Interactive web-based wizard to facilitate importing structured data into Django models.

These details have not been verified by PyPI

Project links

Homepage

Project description

Django Data Wizard is an interactive tool for mapping tabular data (e.g. Excel, CSV, XML, JSON) into a normalized database structure via Django REST Framework and wq.io. Django Data Wizard allows novice users to map spreadsheet columns to serializer fields (and cell values to foreign keys) on-the-fly during the import process. This reduces the need for preset spreadsheet formats, which most data import solutions require.

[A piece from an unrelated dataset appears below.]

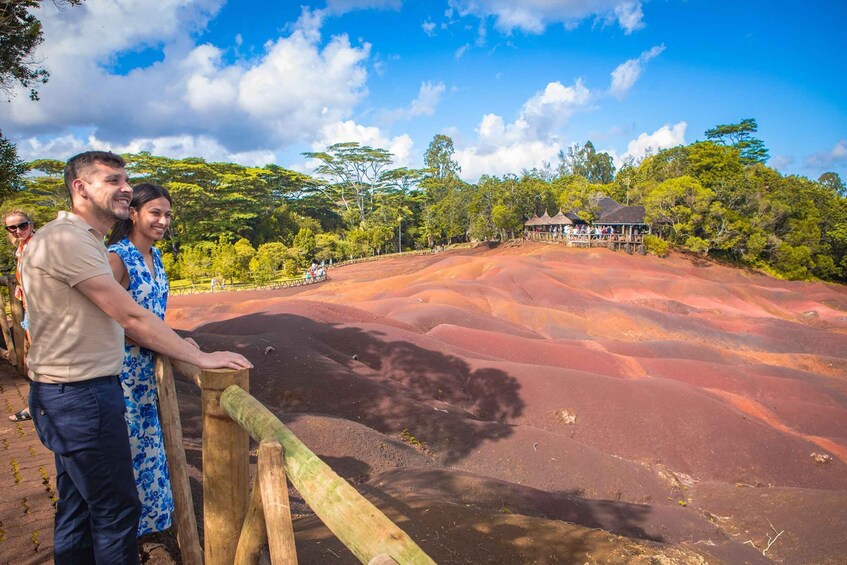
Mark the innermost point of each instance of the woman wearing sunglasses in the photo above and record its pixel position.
(20, 229)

Column Choices Auto Import - Progress Bar Imported Records

The Data Wizard supports straightforward one-to-one mappings from spreadsheet columns to database fields, as well as more complex scenarios like natural keys and Entity-Attribute-Value (or "wide") table mappings. It was originally developed for use with the ERAV data model provided by vera.

Usage

Django Data Wizard provides a web interface, JSON API, and CLI for specifying a data source to import (e.g. a previously-uploaded file), selecting a serializer, mapping the data columns and identifiers, and (asynchronously) importing the data into the database.

Installation

# Recommended: create virtual environment
# python3 -m venv venv
# . venv/bin/activate

pip install data-wizard

See https://github.com/wq/django-data-wizard to report any issues.

Initial Configuration

Within a new or existing Django project, add data_wizard to your INSTALLED_APPS:

# myproject/settings.py
INSTALLED_APPS = (
   # ...
   'data_wizard',
   'data_wizard.sources',  # Optional
)

# This can be omitted to use the defaults
DATA_WIZARD = {
    'BACKEND': 'data_wizard.backends.threading',
    'LOADER': 'data_wizard.loaders.FileLoader',
    'PERMISSION': 'rest_framework.permissions.IsAdminUser',
}

If you would like to use the built-in data source tables (FileSource and URLSource), also include data_wizard.sources in your INSTALLED_APPS. Otherwise, you will want to configure one or more custom data sources (see below).

Note: In version 1.1.0 and later, Django Data Wizard uses a simple threading backend for executing asynchronous tasks. The old celery backend can also be used but this is no longer required.

Next, add "data_wizard.urls" to your URL configuration.

# myproject/urls.py
from django.urls import path, include

urlpatterns = [
    # ...
    path('datawizard/', include('data_wizard.urls')),
]

Note: If you are upgrading from 1.0, you will need to update your URLs to add the datawizard/ prefix as shown above.

Finally, register one or more target models with the wizard. Like the Django admin and admin.py, Data Wizard will look for a wizard.py file in your app directory:

# myapp/wizard.py
import data_wizard
from .models import MyModel

data_wizard.register(MyModel)

If needed, you can use a custom serializer class to configure how the target model is validated and populated.

Once everything is configured, create a data source in the Django admin, select "Import via data wizard" from the admin actions menu, and navigate through the screens described below.

API Documentation

Django Data Wizard is implemented as a series of views that can be accessed via the Django admin as well as via a JSON API.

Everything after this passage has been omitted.